There were also big zones for pétanque.
This is all a cover-up, though. Today I am going to reveal to you what Parisians really do when they know that there are no tourists watching. Believe me, you will never see this in front of Notre Dame, under the Eiffel Tower, or in the courtyard of the Louvre. I forbid anyone who ever sees this video from ever mentioning it to anybody.
July 31st was the first significantly warm day in a long time, so the children were delighted to play under the mist sprayers.
In case you are wondering where the little pink children are, well many of them are more fortunate than the Parisians who get left behind. Some of them are in St. Tropez or the Costa Brava, or maybe with their grandparents in Normandy. In fact that is the whole point of Paris Plages, which is not a tourist operation at all. It is to provide a free holiday atmosphere for families that do not have the means to go anywhere out of the city.
Of course, everybody is welcome, but it is really essential for mothers with 4 or 5 kids to entertain until school starts again.
Oh, there are a few tourists anyway -- the very nice Holiday Inn Express is right here.
Just in case you want to eat right on the water in Paris... restaurants on both sides.
But just relaxing with your favorite activity is great, too.
Okay, back to the Seine for a bit to show that it can be pleasant to hang out there in the evening.

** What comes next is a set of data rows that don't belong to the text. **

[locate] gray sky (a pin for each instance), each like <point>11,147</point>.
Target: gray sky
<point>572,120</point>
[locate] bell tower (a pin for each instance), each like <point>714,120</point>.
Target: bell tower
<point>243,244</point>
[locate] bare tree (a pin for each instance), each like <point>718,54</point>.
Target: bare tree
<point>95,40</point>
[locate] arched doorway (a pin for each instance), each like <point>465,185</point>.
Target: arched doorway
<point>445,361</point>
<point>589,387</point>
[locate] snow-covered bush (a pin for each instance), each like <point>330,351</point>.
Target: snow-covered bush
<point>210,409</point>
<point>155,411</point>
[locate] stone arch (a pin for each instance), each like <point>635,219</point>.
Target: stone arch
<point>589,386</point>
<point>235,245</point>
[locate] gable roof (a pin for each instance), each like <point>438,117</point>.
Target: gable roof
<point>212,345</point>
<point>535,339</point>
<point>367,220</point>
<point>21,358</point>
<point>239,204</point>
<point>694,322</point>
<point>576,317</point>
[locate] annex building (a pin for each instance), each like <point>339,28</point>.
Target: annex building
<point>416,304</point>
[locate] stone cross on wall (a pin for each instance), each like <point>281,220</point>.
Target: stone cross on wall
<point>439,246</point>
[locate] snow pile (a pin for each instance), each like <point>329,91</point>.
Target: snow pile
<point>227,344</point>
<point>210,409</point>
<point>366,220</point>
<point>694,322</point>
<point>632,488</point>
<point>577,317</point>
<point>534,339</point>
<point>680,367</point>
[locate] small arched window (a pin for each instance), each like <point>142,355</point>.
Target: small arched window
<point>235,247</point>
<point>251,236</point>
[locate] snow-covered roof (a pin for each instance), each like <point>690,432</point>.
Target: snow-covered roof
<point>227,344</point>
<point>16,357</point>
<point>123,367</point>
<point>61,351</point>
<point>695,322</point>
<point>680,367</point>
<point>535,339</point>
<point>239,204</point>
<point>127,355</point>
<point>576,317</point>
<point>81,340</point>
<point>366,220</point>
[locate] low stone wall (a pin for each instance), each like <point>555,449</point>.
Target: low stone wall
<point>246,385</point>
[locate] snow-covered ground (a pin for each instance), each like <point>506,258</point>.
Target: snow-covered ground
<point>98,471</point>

But first I would like to show a totally non scenic bit (near Gare de Lyon) but which interests people anyway -- the road tunnels. It is really strange to walk in a road tunnel where no one was ever meant to be on foot. One great thing about them is for people who are afraid to ride bicycles in traffic.
One interesting little thing that you can see in the tunnel are all of the mooring rings as you walk along. The Seine does not flood every year, but it does flood regularly, so places like this tunnel go underwater. The mooring rings are probably very useful for the maintenance crews every 3 or 4 years.
Sitting along the Seine at dusk is a lovely experience, touristy or not. Nobody will ever deny that.
The little café-restaurants that have been set up are a delight. I don't know if the food is worth it or not, but I doubt that most people go away disappointed from the experience.
I crossed over to Ile Saint Louis as darkness settled, and it looked even nicer from across the water.